Notes or days-of-the-week pillboxes are how some people keep track of the medications they’re required to take. The Centers for Disease Control and Prevention reports that almost 50 percent of Americans take prescription medications for chronic illnesses like diabetes and asthma. But how effective conventional reminders are at battling medication non-adherence is in question. The New England Journal of Medicine once estimated that non-adherence leads to $100 billion in excess hospitalizations each year.
Neura, based in Sunnyvale, California, thinks it has found a better way, although it’s not the only one to go down this path.
The four-year-old company builds a software development kit that uses artificial intelligence to improve medication adherence. By partnering with companies that produce health-related apps and devices, Neura’s software works in the background to learn about a person’s daily routine, and then translates the information it learns into alerts and calls-to-action to remind people when to take their medication.
“Instead of reminding patients to take their medication at 8 a.m., say, let’s use behavior. For example, remind me when I wake up, or before I leave home, or before I exercise,” is how Neura CEO Gilad Meiri describes it.
In other words, the company’s AI software works to understand activities, recognizing patterns in people’s daily behavior within the context of their typical routines. Waking up, going to the gym, going to work, heading out to eat, and going to sleep, for instance, are all activities that Neura’s software will begin to recognize. Pair that with a smart glucometer, and a person who goes to the gym at the same time every day will start receiving a reminder from his glucometer to check his glucose levels once he arrives at the gym, and prior to working out.

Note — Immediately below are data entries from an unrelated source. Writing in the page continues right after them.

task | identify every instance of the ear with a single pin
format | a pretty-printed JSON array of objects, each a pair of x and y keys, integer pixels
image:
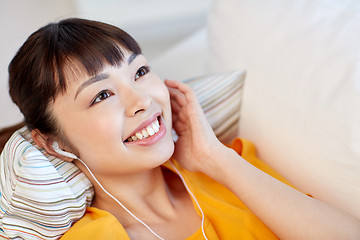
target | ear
[{"x": 45, "y": 142}]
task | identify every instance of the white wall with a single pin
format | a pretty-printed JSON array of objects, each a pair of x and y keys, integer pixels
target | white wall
[{"x": 156, "y": 24}]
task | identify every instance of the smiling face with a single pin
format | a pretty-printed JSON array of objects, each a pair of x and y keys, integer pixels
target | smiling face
[{"x": 118, "y": 121}]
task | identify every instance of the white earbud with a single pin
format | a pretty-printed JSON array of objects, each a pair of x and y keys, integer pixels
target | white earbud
[{"x": 62, "y": 152}]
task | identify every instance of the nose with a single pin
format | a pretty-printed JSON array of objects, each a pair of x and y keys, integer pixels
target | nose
[{"x": 137, "y": 101}]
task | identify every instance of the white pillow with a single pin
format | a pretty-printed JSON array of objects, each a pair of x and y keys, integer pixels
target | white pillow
[
  {"x": 301, "y": 103},
  {"x": 220, "y": 97}
]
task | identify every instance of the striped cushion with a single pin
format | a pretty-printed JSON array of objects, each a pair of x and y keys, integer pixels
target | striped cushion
[
  {"x": 41, "y": 196},
  {"x": 220, "y": 97}
]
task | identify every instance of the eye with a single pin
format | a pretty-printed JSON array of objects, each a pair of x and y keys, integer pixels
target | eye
[
  {"x": 142, "y": 71},
  {"x": 104, "y": 94}
]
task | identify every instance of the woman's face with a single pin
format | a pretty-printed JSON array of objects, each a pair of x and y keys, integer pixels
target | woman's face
[{"x": 119, "y": 121}]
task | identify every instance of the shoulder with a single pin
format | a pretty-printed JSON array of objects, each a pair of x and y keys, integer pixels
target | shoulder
[{"x": 96, "y": 224}]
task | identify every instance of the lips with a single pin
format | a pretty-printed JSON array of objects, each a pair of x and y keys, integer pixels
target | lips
[{"x": 146, "y": 132}]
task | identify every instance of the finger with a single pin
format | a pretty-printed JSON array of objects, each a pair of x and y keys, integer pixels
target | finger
[{"x": 177, "y": 96}]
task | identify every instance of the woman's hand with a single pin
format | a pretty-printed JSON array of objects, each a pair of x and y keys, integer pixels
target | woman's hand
[{"x": 197, "y": 141}]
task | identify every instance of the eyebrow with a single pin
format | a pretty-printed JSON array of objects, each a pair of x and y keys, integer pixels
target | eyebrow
[
  {"x": 90, "y": 81},
  {"x": 101, "y": 76}
]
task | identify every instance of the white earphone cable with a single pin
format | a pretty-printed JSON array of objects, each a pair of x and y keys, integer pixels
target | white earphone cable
[
  {"x": 139, "y": 220},
  {"x": 127, "y": 210}
]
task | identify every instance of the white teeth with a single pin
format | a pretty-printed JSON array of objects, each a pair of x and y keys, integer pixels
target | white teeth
[
  {"x": 150, "y": 130},
  {"x": 139, "y": 135},
  {"x": 146, "y": 132}
]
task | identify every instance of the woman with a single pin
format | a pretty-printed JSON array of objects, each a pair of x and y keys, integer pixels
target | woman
[{"x": 86, "y": 87}]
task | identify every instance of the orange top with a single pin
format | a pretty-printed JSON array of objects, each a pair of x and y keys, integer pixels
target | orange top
[{"x": 226, "y": 217}]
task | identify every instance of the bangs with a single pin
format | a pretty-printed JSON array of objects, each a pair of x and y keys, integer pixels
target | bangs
[
  {"x": 91, "y": 44},
  {"x": 51, "y": 56}
]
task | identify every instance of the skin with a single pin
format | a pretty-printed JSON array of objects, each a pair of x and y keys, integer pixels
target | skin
[{"x": 133, "y": 173}]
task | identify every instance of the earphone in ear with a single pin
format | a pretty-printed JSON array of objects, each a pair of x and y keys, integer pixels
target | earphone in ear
[{"x": 57, "y": 149}]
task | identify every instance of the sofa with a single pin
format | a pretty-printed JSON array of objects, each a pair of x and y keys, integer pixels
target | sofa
[{"x": 301, "y": 97}]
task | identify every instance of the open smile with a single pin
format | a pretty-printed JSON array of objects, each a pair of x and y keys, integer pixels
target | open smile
[{"x": 148, "y": 134}]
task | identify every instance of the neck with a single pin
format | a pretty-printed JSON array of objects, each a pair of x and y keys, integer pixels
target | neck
[{"x": 148, "y": 195}]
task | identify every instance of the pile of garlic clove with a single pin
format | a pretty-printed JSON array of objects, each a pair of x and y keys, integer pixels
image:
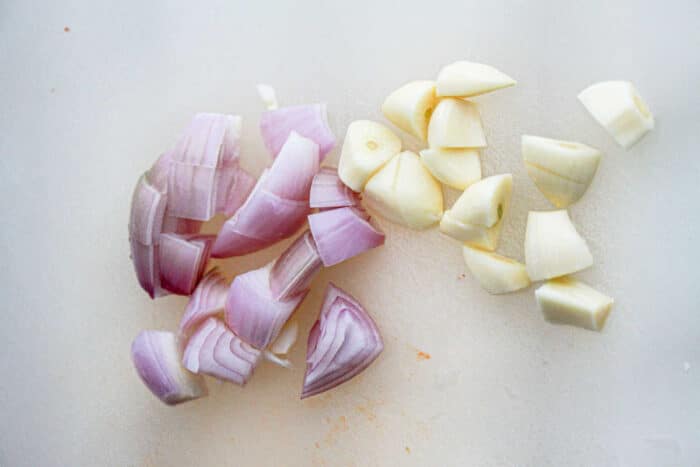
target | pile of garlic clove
[{"x": 404, "y": 187}]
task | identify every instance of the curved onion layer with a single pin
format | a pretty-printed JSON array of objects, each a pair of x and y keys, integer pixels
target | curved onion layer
[
  {"x": 343, "y": 233},
  {"x": 172, "y": 224},
  {"x": 216, "y": 351},
  {"x": 342, "y": 343},
  {"x": 148, "y": 206},
  {"x": 207, "y": 300},
  {"x": 157, "y": 361},
  {"x": 182, "y": 259},
  {"x": 294, "y": 270},
  {"x": 233, "y": 197},
  {"x": 328, "y": 191},
  {"x": 251, "y": 310},
  {"x": 310, "y": 121},
  {"x": 278, "y": 205},
  {"x": 203, "y": 166},
  {"x": 286, "y": 339}
]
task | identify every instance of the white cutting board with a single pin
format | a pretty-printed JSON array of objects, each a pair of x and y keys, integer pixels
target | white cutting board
[{"x": 84, "y": 112}]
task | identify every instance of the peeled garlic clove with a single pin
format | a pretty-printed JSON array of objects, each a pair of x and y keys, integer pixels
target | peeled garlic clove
[
  {"x": 410, "y": 107},
  {"x": 404, "y": 192},
  {"x": 553, "y": 247},
  {"x": 458, "y": 168},
  {"x": 465, "y": 79},
  {"x": 568, "y": 301},
  {"x": 497, "y": 274},
  {"x": 367, "y": 147},
  {"x": 380, "y": 192},
  {"x": 617, "y": 106},
  {"x": 485, "y": 202},
  {"x": 456, "y": 123},
  {"x": 476, "y": 235},
  {"x": 475, "y": 218},
  {"x": 562, "y": 170},
  {"x": 419, "y": 194}
]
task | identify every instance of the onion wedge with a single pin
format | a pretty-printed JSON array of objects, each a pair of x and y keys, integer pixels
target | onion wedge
[
  {"x": 342, "y": 343},
  {"x": 216, "y": 351},
  {"x": 207, "y": 300},
  {"x": 328, "y": 191},
  {"x": 182, "y": 259},
  {"x": 343, "y": 233},
  {"x": 277, "y": 206},
  {"x": 294, "y": 270},
  {"x": 157, "y": 361},
  {"x": 251, "y": 310},
  {"x": 310, "y": 121}
]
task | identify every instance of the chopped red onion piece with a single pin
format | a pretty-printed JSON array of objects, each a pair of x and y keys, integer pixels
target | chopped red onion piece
[
  {"x": 182, "y": 259},
  {"x": 207, "y": 300},
  {"x": 328, "y": 191},
  {"x": 343, "y": 233},
  {"x": 251, "y": 310},
  {"x": 309, "y": 120},
  {"x": 179, "y": 225},
  {"x": 148, "y": 206},
  {"x": 157, "y": 361},
  {"x": 203, "y": 166},
  {"x": 294, "y": 270},
  {"x": 277, "y": 206},
  {"x": 342, "y": 343},
  {"x": 216, "y": 351},
  {"x": 237, "y": 194}
]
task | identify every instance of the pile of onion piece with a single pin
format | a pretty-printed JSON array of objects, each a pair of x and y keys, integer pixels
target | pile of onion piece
[{"x": 229, "y": 327}]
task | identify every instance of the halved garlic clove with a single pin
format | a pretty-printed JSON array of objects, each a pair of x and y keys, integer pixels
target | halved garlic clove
[
  {"x": 553, "y": 247},
  {"x": 367, "y": 147},
  {"x": 476, "y": 235},
  {"x": 475, "y": 218},
  {"x": 618, "y": 107},
  {"x": 456, "y": 123},
  {"x": 561, "y": 170},
  {"x": 465, "y": 79},
  {"x": 419, "y": 194},
  {"x": 380, "y": 192},
  {"x": 497, "y": 274},
  {"x": 404, "y": 192},
  {"x": 457, "y": 168},
  {"x": 410, "y": 106},
  {"x": 568, "y": 301}
]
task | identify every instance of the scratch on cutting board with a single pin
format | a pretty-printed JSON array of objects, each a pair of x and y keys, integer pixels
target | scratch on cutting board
[
  {"x": 420, "y": 355},
  {"x": 337, "y": 428}
]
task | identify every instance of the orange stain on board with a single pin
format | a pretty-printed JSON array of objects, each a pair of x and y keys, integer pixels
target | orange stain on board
[{"x": 337, "y": 428}]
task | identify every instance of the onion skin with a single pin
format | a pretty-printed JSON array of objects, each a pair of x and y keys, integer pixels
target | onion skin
[
  {"x": 343, "y": 233},
  {"x": 328, "y": 191},
  {"x": 156, "y": 357},
  {"x": 310, "y": 121},
  {"x": 207, "y": 300},
  {"x": 277, "y": 206},
  {"x": 203, "y": 166},
  {"x": 216, "y": 351},
  {"x": 342, "y": 343},
  {"x": 182, "y": 261},
  {"x": 253, "y": 313},
  {"x": 296, "y": 268}
]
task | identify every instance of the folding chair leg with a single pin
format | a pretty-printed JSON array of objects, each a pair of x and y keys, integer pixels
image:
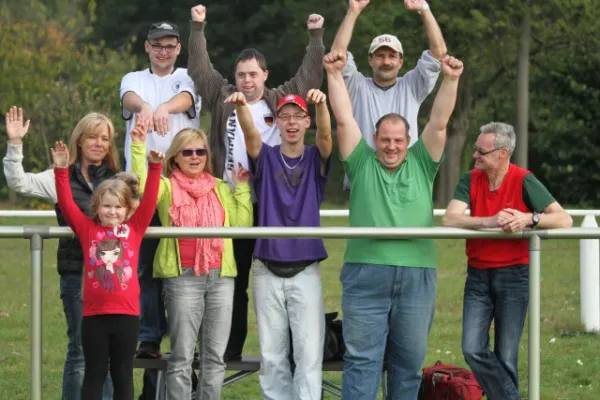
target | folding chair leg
[{"x": 384, "y": 384}]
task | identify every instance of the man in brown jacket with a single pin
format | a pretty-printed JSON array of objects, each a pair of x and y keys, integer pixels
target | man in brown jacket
[{"x": 227, "y": 143}]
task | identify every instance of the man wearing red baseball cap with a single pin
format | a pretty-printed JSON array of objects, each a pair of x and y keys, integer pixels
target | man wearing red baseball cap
[
  {"x": 385, "y": 92},
  {"x": 289, "y": 182}
]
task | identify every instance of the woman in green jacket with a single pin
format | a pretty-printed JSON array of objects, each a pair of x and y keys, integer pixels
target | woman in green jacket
[{"x": 199, "y": 272}]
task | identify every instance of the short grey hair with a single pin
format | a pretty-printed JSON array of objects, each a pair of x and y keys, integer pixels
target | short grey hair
[{"x": 505, "y": 135}]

The startup, which employs about 40 people and has raised $13.5 million in venture capital to date, breaks down a person’s life into roughly 60 components. All of these go toward real-time reminders to take medication before a routine daily action.
“We are not an app,” Meiri says. “We’re an ingredient inside apps. Once inside the app, we use passive signals to build a picture around you. We might use phone sensors, such as light, or audio, or behavior — some people charge their phone when they go to sleep — and then log that to make sure you take a medication.”
So far, Meiri says Neura’s software has shown success.
The company recently published a case study showing the month-long results of the product on the My Days app, which helps users track periods, ovulation, and when to administer birth control. Within 30 days, Neura’s software increased adherence by 18 percent.
“The best companies on the Internet are the ones who know me and my habits. But in mobile, companies don’t go there yet,” says Meiri. “Our company is positioned to help people on mobile tailor their experiences.”
And, in this case, remember to take their medications.
But Neura is functioning in a market where it has direct (artificial intelligence) and indirect (alert and remider) competitors. New York-based AiCure uses facial recognition and artificial intelligence to ensure that patients are taking their medication. Cincinnati-based MedaCheck incorporates a progressive reminder system through a mobile app and, mostly for older users, a custom-built tablet. And then there’s PillDrill, based in Las Vegas, which has built a device that can not only alert but track the pills one takes.